L’expérience concrète d’une petite communauté située en Zambie constitue un bon moyen d’introduire notre réflexion. La communauté de Mutemwa, dans le district Sesheke, en Zambie, a reçu en 2014 une aide financière pour la réalisation d’un projet de distribution d’eau dans le cadre d’un programme pilote de la Banque mondiale pour la résilience climatique. La proposition avait été soumise comme une réponse aux effets des changements climatiques. L’idée de départ consistait à rapprocher l’eau de la communauté, qui se trouve dans une zone aride dans laquelle les évolutions du climat ont eu pour conséquence d’aggraver les périodes de sécheresse. Le projet prévoyait d’installer trois puits fonctionnant à l’énergie solaire au sein de l’école et dans deux autres villages pour un coût total de 50 000 US$, bénéficiant à 1 442 habitants, pour moitié des femmes.

Grâce à la réalisation de ce projet, les femmes et les filles de la communauté n’ont plus besoin de parcourir de longues distances à pied vers le fleuve Zambezi, infesté de crocodiles, dans lequel elles avaient l’habitude de s’approvisionner en eau. Cela a également permis de réduire le nombre de décès et de perte de bétail causés par les attaques de crocodiles. Grâce à l’énergie solaire qui alimente les puits, les habitants de la communauté ont désormais de l’eau à proximité de chez eux. Les habitants des environs ont installé à leur coût des canalisations vers des robinets collectifs pour réduire la distance les séparant du robinet principal. Pour assurer la longévité du projet, la communauté a mis en place un système de collecte de cotisations pour le financement des réparations, de l’entretien et de la sécurité des installations solaires.

Un certain nombre d’enseignements peuvent être tirés de cette expérience. L’énergie renouvelable a permis à la communauté de protéger ses principaux actifs (bétail, chèvres et poulets) dans un contexte où le changement climatique devenait une menace croissante. L’accès à une eau propre a également permis de réduire le nombre de cas de diarrhées et autres maladies trop souvent causées par la consommation d’eau contaminée en provenance des rivières ou de puits peu profonds. L’école dispose désormais d’un accès à l’eau pour son programme de cantine scolaire financé par le gouvernement de la Zambie et des donateurs tels que le Programme alimentaire mondial et l’UNICEF. De plus, la situation sanitaire de l’école est désormais meilleure, car les toilettes peuvent être nettoyés plus régulièrement.

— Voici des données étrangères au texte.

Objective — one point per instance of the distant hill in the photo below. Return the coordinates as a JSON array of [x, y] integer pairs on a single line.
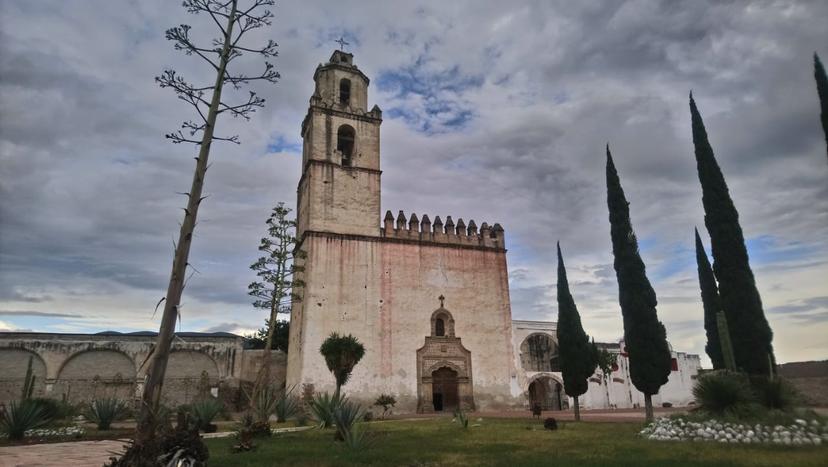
[[804, 369], [810, 379]]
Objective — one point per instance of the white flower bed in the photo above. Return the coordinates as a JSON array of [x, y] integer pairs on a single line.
[[65, 431], [800, 433]]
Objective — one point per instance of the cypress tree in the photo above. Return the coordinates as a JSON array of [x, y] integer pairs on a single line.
[[749, 330], [644, 335], [711, 305], [577, 356], [822, 90]]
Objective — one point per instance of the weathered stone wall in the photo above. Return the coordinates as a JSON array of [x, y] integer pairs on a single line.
[[336, 199], [80, 367], [253, 362], [617, 391], [384, 291], [13, 366], [96, 373]]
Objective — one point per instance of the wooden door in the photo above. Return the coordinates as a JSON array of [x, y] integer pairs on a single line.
[[445, 392]]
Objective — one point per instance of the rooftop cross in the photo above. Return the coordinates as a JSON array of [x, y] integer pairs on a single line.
[[342, 43]]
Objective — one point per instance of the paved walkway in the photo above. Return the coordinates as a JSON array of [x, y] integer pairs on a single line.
[[95, 453], [75, 453]]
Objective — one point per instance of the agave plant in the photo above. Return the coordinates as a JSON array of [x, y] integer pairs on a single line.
[[286, 407], [105, 411], [346, 416], [264, 403], [20, 417], [723, 392], [358, 437], [204, 412], [323, 407]]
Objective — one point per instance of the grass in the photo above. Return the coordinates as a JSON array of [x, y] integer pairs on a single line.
[[509, 442]]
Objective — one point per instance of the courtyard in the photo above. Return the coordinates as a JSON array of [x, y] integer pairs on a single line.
[[491, 439]]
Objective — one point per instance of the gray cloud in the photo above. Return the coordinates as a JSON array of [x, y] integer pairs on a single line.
[[47, 314], [502, 110]]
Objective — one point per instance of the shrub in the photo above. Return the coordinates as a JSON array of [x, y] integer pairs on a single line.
[[724, 393], [387, 402], [462, 418], [22, 416], [301, 417], [774, 394], [55, 409], [181, 446], [249, 427], [204, 412], [323, 407], [345, 416], [105, 411]]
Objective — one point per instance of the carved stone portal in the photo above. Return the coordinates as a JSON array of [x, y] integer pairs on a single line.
[[444, 371]]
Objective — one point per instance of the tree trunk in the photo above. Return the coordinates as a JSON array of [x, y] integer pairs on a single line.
[[263, 378], [161, 352], [577, 410]]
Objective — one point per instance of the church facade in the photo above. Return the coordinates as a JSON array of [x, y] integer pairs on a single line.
[[428, 298]]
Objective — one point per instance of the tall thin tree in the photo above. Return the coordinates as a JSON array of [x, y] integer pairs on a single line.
[[822, 90], [644, 335], [233, 23], [577, 356], [711, 305], [276, 271], [749, 330]]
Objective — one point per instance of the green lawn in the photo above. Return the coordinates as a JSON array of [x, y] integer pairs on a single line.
[[512, 442]]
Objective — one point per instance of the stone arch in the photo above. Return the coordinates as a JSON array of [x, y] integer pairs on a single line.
[[14, 362], [442, 315], [345, 91], [345, 143], [447, 364], [191, 374], [94, 373], [546, 391], [539, 352]]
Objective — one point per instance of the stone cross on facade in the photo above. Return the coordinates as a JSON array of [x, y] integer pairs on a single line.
[[342, 43]]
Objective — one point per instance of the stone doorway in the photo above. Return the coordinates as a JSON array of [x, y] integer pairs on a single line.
[[546, 392], [444, 370], [445, 394]]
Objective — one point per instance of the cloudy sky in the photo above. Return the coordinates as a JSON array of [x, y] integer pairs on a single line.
[[501, 109]]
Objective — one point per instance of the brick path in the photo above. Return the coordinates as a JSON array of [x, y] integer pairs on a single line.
[[95, 453], [75, 453]]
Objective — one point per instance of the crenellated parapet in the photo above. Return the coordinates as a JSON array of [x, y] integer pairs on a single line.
[[459, 233]]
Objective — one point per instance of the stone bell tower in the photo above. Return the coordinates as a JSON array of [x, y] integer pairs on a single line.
[[339, 191]]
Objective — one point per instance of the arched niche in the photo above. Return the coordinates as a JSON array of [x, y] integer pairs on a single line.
[[345, 143], [96, 373], [345, 91], [14, 364], [539, 352], [546, 392], [190, 374], [442, 323]]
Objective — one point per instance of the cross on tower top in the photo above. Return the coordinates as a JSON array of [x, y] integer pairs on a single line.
[[342, 43]]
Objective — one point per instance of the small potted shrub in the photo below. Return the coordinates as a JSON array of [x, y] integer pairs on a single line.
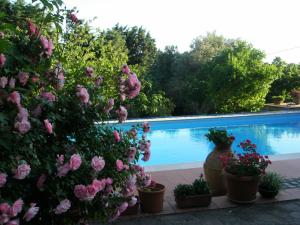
[[270, 184], [243, 172], [192, 195], [151, 194], [213, 166]]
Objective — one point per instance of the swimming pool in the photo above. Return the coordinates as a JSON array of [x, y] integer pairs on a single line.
[[183, 141]]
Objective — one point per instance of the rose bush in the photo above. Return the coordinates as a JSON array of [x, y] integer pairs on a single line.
[[60, 163]]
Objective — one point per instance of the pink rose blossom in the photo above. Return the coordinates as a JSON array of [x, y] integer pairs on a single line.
[[22, 171], [63, 170], [48, 96], [98, 81], [63, 207], [14, 97], [75, 162], [3, 81], [82, 94], [89, 71], [31, 212], [133, 201], [14, 222], [117, 136], [122, 114], [99, 184], [41, 181], [16, 208], [23, 78], [98, 163], [74, 18], [109, 106], [48, 126], [119, 165], [12, 82], [2, 60], [80, 191], [123, 207], [23, 126], [125, 69], [3, 177]]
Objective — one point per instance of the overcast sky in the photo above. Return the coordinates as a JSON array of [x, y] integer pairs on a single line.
[[270, 25]]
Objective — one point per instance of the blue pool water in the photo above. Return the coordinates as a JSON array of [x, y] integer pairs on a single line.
[[183, 141]]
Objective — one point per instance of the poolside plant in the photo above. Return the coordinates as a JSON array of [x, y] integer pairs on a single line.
[[220, 137], [250, 163], [59, 161]]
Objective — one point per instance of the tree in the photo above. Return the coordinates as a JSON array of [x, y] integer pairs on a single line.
[[239, 79]]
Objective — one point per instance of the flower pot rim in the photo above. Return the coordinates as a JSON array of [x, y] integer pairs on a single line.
[[193, 196], [153, 192]]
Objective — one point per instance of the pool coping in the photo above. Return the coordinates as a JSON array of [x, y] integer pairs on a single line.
[[214, 116], [198, 164]]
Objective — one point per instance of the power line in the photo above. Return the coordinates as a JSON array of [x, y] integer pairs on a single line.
[[283, 50]]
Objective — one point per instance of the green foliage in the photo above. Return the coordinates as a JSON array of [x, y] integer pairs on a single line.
[[271, 181], [219, 137], [199, 187], [239, 79]]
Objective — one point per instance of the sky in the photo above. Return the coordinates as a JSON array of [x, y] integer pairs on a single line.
[[270, 25]]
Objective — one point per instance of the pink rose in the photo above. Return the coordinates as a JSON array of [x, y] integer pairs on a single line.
[[123, 207], [22, 171], [14, 222], [2, 60], [125, 69], [3, 81], [147, 155], [4, 208], [12, 83], [117, 136], [3, 177], [119, 165], [74, 18], [122, 114], [98, 81], [48, 96], [31, 212], [16, 208], [75, 162], [63, 207], [23, 126], [83, 94], [23, 78], [133, 201], [89, 71], [14, 97], [41, 181], [98, 163], [91, 192], [99, 184], [80, 192], [48, 126], [109, 106]]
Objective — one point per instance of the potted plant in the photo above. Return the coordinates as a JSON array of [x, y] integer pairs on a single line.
[[213, 166], [270, 184], [192, 195], [151, 194], [243, 172]]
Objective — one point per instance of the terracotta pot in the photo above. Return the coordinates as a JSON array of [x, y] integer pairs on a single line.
[[132, 210], [241, 189], [152, 201], [193, 201], [267, 193], [213, 170]]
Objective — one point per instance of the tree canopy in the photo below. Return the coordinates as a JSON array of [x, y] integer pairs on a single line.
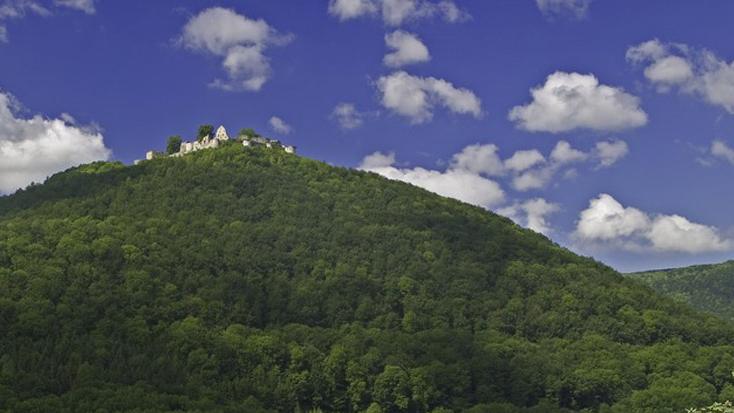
[[249, 279]]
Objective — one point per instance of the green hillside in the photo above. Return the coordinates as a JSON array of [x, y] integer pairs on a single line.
[[708, 288], [251, 280]]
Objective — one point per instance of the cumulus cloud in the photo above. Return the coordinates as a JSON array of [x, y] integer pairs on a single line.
[[33, 148], [569, 101], [416, 97], [523, 160], [479, 159], [533, 171], [17, 9], [576, 8], [454, 182], [532, 214], [279, 125], [351, 9], [676, 66], [397, 12], [608, 221], [87, 6], [241, 42], [407, 49], [347, 116]]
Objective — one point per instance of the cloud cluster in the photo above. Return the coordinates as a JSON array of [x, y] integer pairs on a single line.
[[87, 6], [455, 182], [700, 73], [241, 42], [396, 12], [416, 97], [532, 214], [280, 126], [473, 174], [406, 48], [608, 221], [34, 148], [531, 170], [569, 101], [575, 8], [17, 9]]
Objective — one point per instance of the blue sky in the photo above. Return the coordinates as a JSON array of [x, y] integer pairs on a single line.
[[640, 95]]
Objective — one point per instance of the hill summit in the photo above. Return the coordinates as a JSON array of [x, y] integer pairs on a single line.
[[251, 279]]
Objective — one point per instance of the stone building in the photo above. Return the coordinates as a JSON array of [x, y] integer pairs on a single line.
[[221, 136]]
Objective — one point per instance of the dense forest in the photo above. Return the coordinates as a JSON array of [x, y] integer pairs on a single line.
[[708, 288], [251, 280]]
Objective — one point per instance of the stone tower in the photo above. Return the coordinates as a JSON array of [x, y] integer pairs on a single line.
[[221, 134]]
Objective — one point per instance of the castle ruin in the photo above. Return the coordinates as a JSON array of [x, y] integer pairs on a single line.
[[219, 138]]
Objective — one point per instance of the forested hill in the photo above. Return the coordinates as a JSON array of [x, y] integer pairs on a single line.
[[251, 280], [705, 287]]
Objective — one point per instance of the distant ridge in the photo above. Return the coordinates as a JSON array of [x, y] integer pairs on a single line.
[[254, 280], [707, 287]]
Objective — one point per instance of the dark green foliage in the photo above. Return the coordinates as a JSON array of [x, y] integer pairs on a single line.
[[251, 280], [173, 145], [204, 131], [705, 287]]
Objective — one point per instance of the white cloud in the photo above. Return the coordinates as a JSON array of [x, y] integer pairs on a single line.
[[563, 154], [720, 149], [239, 40], [18, 9], [610, 152], [577, 8], [532, 214], [532, 171], [34, 148], [455, 183], [350, 9], [279, 125], [377, 160], [569, 101], [522, 160], [697, 72], [415, 97], [87, 6], [407, 49], [479, 159], [397, 12], [347, 115], [608, 221]]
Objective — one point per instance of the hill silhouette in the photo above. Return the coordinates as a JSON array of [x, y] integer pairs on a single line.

Le projet de distribution d’eau de Mutemwa illustre, de manière simple et claire, les synergies importantes qui existent entre les énergies renouvelables, les ODD, le financement et la coopération internationale, qui sont tous des ingrédients indispensables du développement durable de l’Afrique. Cet exemple de puits fonctionnant à l’énergie solaire en Afrique rurale n’est pas unique. D’autres systèmes, comme par exemple les solutions utilisant la biomasse, l’énergie géothermique ou l’énergie éolienne sont tout aussi importants pour la réalisation du programme de transformation de l’Afrique. Ces options offrent toutes un potentiel considérable et sont susceptibles d’apporter les sources d’énergie nécessaires aux communautés, aux ménages, aux petites entreprises et aux écoles des zones rurales dans l’ensemble du continent. Elles peuvent, par exemple, améliorer la prestation de soins de santé dans les villages coupés des réseaux électriques conventionnels ou réduire les dommages environnementaux causés par l’abattage sauvage des arbres pour le bois de chauffage et le charbon de bois.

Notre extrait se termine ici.